Donald Trump estime que l’Europe cédera facilement face à son ambition d’acquérir le Groenland

Image d'illustration. Paysages glacés du groenlandADN
Donald Trump estime que les pays européens ne s’opposeraient pas fermement à ses ambitions concernant le Groenland. Selon l’ancien président américain, la résistance européenne face à son projet d’annexer ce territoire arctique resterait limitée.
Tl;dr
- Trump insiste sur le contrôle du Groenland.
- L’UE envisage des représailles commerciales.
- Un sommet international proposé pour débattre.
Une pression américaine persistante autour du Groenland
À peine la riposte européenne annoncée, Donald Trump maintient sa ligne dure. Le président américain, fidèle à son style provocateur, affirme que les dirigeants européens « ne vont pas résister beaucoup » à ses ambitions de s’emparer du Groenland.
Interrogé en Floride ce 19 janvier 2026, il martèle : « Nous devons l’avoir », bien décidé à placer ce territoire autonome danois sous la bannière étoilée. Une position qui ne manque pas de susciter des tensions sur la scène internationale.
Davos et Paris : la diplomatie s’active
Face à cette escalade, le locataire de la Maison-Blanche a annoncé vouloir réunir les « différentes parties » lors du Forum économique mondial de Davos. En coulisses, les initiatives se multiplient : selon l’entourage d’Emmanuel Macron, ce dernier aurait proposé un sommet du G7 à Paris dès le 22 janvier.

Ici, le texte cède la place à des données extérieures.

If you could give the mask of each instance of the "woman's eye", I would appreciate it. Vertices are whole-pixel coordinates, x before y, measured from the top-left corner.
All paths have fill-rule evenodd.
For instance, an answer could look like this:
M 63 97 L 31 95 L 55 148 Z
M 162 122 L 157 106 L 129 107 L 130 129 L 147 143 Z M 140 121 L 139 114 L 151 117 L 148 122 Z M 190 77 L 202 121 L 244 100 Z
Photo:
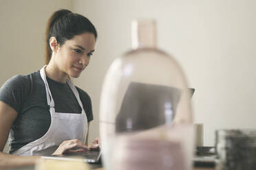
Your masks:
M 74 51 L 77 53 L 82 53 L 82 50 L 81 49 L 74 49 Z
M 92 54 L 93 54 L 93 53 L 89 53 L 87 54 L 87 56 L 88 56 L 88 57 L 90 57 L 90 56 L 92 56 Z

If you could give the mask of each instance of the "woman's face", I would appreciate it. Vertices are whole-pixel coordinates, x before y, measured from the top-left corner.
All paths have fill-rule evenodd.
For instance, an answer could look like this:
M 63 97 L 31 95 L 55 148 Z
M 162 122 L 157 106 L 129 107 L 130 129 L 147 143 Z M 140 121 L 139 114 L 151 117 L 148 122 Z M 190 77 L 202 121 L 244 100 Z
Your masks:
M 78 77 L 89 64 L 94 51 L 95 38 L 92 33 L 75 36 L 57 49 L 54 62 L 58 69 L 72 77 Z

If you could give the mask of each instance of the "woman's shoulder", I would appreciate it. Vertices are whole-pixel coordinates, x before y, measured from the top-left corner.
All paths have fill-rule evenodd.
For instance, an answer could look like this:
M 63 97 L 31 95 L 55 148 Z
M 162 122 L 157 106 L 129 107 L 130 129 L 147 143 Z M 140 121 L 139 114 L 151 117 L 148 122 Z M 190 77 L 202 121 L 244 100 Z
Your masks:
M 76 86 L 76 90 L 78 90 L 78 93 L 79 93 L 79 97 L 81 98 L 81 99 L 89 99 L 89 100 L 91 100 L 91 97 L 89 97 L 89 95 L 88 95 L 88 93 L 85 91 L 84 90 L 83 90 L 82 88 L 78 87 Z

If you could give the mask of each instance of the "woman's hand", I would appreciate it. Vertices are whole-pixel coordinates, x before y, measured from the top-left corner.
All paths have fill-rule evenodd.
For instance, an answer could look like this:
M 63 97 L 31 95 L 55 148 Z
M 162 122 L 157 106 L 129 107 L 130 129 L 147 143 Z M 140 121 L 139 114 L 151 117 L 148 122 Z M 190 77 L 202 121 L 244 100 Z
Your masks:
M 60 155 L 70 152 L 83 152 L 88 151 L 89 148 L 78 139 L 72 139 L 63 141 L 52 154 L 52 155 Z
M 100 148 L 100 138 L 96 138 L 92 141 L 92 143 L 90 145 L 89 145 L 88 147 L 90 150 L 99 149 Z

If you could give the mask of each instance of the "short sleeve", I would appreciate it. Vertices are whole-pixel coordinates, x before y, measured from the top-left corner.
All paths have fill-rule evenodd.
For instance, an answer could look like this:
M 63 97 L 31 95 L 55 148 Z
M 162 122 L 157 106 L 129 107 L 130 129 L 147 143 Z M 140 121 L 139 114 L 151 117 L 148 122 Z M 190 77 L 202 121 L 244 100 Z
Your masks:
M 94 120 L 94 115 L 92 113 L 91 97 L 86 92 L 85 92 L 82 89 L 78 87 L 76 87 L 76 89 L 79 93 L 79 97 L 82 101 L 83 109 L 85 111 L 87 121 L 88 122 L 92 121 L 92 120 Z
M 25 99 L 25 84 L 22 75 L 15 75 L 7 80 L 0 88 L 0 101 L 9 105 L 18 113 Z

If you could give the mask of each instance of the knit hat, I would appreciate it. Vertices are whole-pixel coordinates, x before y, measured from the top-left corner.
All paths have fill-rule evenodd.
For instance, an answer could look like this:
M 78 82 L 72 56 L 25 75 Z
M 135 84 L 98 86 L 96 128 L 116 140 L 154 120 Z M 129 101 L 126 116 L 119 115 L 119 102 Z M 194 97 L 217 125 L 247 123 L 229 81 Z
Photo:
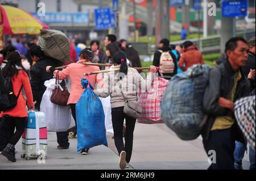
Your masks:
M 255 46 L 255 37 L 254 37 L 248 40 L 248 45 L 249 47 Z
M 186 41 L 184 43 L 183 43 L 184 48 L 185 49 L 193 45 L 193 42 L 191 41 Z
M 20 54 L 17 50 L 9 52 L 7 53 L 7 60 L 13 62 L 20 61 L 21 61 Z

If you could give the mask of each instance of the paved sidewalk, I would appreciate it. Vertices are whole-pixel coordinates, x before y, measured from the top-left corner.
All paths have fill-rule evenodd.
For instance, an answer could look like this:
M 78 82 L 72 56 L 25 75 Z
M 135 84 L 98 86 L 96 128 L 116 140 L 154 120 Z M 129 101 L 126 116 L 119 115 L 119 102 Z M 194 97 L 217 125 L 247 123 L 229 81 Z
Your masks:
M 82 155 L 76 153 L 77 139 L 69 140 L 70 146 L 67 150 L 57 150 L 55 133 L 48 133 L 48 145 L 47 159 L 45 164 L 38 163 L 37 159 L 26 160 L 21 158 L 21 139 L 17 144 L 16 154 L 17 161 L 11 162 L 0 155 L 1 169 L 86 169 L 116 170 L 119 168 L 119 157 L 104 145 L 90 149 L 89 154 Z
M 21 158 L 21 140 L 16 145 L 17 161 L 13 163 L 0 155 L 1 169 L 86 169 L 119 170 L 119 157 L 113 134 L 107 134 L 109 148 L 101 145 L 92 148 L 86 155 L 76 153 L 77 139 L 69 140 L 68 150 L 57 150 L 55 133 L 48 133 L 47 159 L 45 164 L 37 159 Z M 184 141 L 164 124 L 136 123 L 133 152 L 129 170 L 206 170 L 208 158 L 200 138 Z M 244 161 L 243 168 L 249 163 Z

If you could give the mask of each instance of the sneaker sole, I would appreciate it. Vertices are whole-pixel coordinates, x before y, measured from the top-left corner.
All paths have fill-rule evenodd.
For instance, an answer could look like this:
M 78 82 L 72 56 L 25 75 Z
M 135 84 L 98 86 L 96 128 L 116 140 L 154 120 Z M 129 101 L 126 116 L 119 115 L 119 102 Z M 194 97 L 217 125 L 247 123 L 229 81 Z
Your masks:
M 83 155 L 86 155 L 86 154 L 88 154 L 87 153 L 85 153 L 85 152 L 80 153 L 80 154 Z
M 119 166 L 120 169 L 123 170 L 126 167 L 126 161 L 125 158 L 126 157 L 126 152 L 122 151 L 120 153 L 120 158 L 119 160 Z
M 10 161 L 13 162 L 16 162 L 16 159 L 13 159 L 11 158 L 10 157 L 10 155 L 9 154 L 6 153 L 5 151 L 2 151 L 2 154 L 3 155 L 4 155 L 5 157 L 6 157 L 9 161 Z

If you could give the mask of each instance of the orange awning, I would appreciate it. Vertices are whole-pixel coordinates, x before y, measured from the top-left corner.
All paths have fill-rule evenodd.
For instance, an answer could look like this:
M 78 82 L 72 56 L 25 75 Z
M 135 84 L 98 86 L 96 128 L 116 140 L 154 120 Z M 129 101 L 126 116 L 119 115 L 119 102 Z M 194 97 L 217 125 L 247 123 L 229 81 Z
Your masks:
M 0 5 L 0 15 L 4 35 L 36 35 L 40 33 L 40 30 L 49 29 L 31 14 L 14 7 Z

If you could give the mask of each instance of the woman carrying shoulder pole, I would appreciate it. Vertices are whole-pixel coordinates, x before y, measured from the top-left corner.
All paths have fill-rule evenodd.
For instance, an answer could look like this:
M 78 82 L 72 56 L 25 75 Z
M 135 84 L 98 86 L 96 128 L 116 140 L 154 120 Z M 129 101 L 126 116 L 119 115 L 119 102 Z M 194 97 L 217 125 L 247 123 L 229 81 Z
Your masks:
M 85 65 L 81 64 L 84 62 L 90 62 L 92 53 L 92 50 L 90 48 L 85 48 L 82 50 L 79 55 L 80 60 L 76 63 L 68 65 L 68 66 L 62 71 L 55 70 L 54 68 L 51 66 L 47 66 L 46 68 L 47 71 L 53 71 L 53 75 L 55 77 L 57 77 L 57 76 L 59 79 L 64 80 L 68 78 L 70 78 L 71 91 L 67 104 L 68 105 L 69 105 L 71 108 L 72 116 L 76 123 L 76 127 L 73 128 L 73 129 L 72 129 L 73 131 L 69 133 L 69 134 L 71 135 L 72 137 L 75 137 L 77 134 L 76 104 L 77 103 L 81 95 L 84 92 L 84 90 L 81 85 L 81 79 L 83 77 L 83 73 L 86 71 L 90 72 L 92 71 L 100 70 L 98 66 Z M 95 87 L 96 83 L 99 83 L 102 79 L 101 74 L 98 74 L 90 75 L 88 78 L 88 81 L 90 81 L 93 87 Z M 82 150 L 81 151 L 81 154 L 87 154 L 88 150 L 89 149 Z
M 114 139 L 115 147 L 120 156 L 119 166 L 125 169 L 126 163 L 130 162 L 133 150 L 133 132 L 136 119 L 129 116 L 123 113 L 125 104 L 125 98 L 120 90 L 121 87 L 125 99 L 137 102 L 138 87 L 149 89 L 151 85 L 154 73 L 156 67 L 151 66 L 147 79 L 144 79 L 138 71 L 129 68 L 126 57 L 122 52 L 118 52 L 113 56 L 114 68 L 119 68 L 118 71 L 111 71 L 104 76 L 104 87 L 94 90 L 95 93 L 100 97 L 106 98 L 110 95 L 112 124 L 114 129 Z M 121 86 L 120 86 L 120 84 Z M 126 119 L 125 143 L 123 141 L 123 124 Z

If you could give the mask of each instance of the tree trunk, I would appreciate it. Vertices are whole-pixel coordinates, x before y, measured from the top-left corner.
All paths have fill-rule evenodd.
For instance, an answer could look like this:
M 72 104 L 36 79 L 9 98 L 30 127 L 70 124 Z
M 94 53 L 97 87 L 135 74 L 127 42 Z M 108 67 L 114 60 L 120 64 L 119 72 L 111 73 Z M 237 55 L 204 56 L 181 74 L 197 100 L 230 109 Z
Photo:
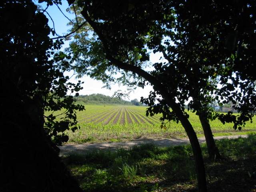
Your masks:
M 202 112 L 199 113 L 198 116 L 204 130 L 209 158 L 212 160 L 221 159 L 221 156 L 216 146 L 206 114 L 204 112 Z
M 202 154 L 202 150 L 196 134 L 190 122 L 183 114 L 181 110 L 176 108 L 174 108 L 172 109 L 178 117 L 181 124 L 184 127 L 192 147 L 197 173 L 198 192 L 206 192 L 207 191 L 207 182 L 204 164 Z
M 51 146 L 42 108 L 12 99 L 1 104 L 0 191 L 82 191 Z

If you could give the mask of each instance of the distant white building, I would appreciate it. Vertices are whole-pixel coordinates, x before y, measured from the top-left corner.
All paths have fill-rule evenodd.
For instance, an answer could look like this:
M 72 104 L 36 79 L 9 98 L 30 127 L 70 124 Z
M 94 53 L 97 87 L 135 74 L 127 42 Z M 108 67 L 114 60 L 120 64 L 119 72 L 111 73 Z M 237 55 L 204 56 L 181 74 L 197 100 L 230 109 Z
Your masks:
M 230 107 L 222 107 L 222 112 L 227 112 L 229 111 L 232 111 L 234 113 L 237 113 L 237 111 Z

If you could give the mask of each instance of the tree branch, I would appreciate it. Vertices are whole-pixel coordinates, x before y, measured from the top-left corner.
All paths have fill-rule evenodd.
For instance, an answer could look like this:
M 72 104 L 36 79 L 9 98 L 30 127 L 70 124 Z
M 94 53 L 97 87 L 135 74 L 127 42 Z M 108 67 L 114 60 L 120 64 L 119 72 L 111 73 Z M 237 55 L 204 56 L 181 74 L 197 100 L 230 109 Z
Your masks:
M 68 33 L 68 34 L 67 34 L 66 35 L 64 35 L 63 36 L 59 36 L 58 37 L 54 37 L 54 38 L 50 38 L 50 39 L 59 39 L 60 38 L 68 38 L 69 37 L 70 37 L 70 35 L 72 35 L 73 33 L 74 33 L 76 32 L 79 29 L 81 28 L 82 28 L 82 27 L 83 26 L 84 24 L 85 24 L 86 22 L 87 22 L 87 21 L 85 21 L 84 22 L 81 24 L 80 24 L 79 26 L 78 26 L 76 29 L 76 30 L 75 30 L 74 31 L 73 31 L 70 32 L 70 33 Z M 89 30 L 90 29 L 87 29 L 87 30 Z
M 106 40 L 101 32 L 101 31 L 97 27 L 96 24 L 89 16 L 86 9 L 84 8 L 81 13 L 89 24 L 93 28 L 95 32 L 97 34 L 103 44 L 103 46 L 105 48 L 106 58 L 111 62 L 112 65 L 124 70 L 130 71 L 142 77 L 152 85 L 155 86 L 156 88 L 157 88 L 157 90 L 160 93 L 162 96 L 166 98 L 167 100 L 168 100 L 168 104 L 171 108 L 173 108 L 173 109 L 175 108 L 176 111 L 179 110 L 179 109 L 180 110 L 180 109 L 178 109 L 179 107 L 175 102 L 175 99 L 174 96 L 173 95 L 172 93 L 166 91 L 166 89 L 159 82 L 157 78 L 139 67 L 125 63 L 114 58 L 108 50 L 108 44 Z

Sa suggestion va plus loin, puisqu’il envisage d’y convier non seulement les Russes – une première depuis quatre ans de guerre en Ukraine – mais aussi les Ukrainiens, les Danois et même les Syriens, afin d’aborder ouvertement les divergences concernant le Groenland.
L’Europe menace de répliquer, Washington hausse le ton
Dans cette atmosphère tendue, l’Union européenne planche sur des mesures de rétorsion face aux menaces américaines. Mais côté américain, l’avertissement est clair : pour Scott Bessent, secrétaire au Trésor, « ce serait très mal avisé pour l’UE de prendre des mesures de rétorsion commerciales contre les États-Unis à cause du Groenland ». Devant la presse, il martèle que le président considère le territoire arctique comme un « actif stratégique pour les États-Unis » et qu’il n’est pas question de confier la sécurité régionale à d’autres.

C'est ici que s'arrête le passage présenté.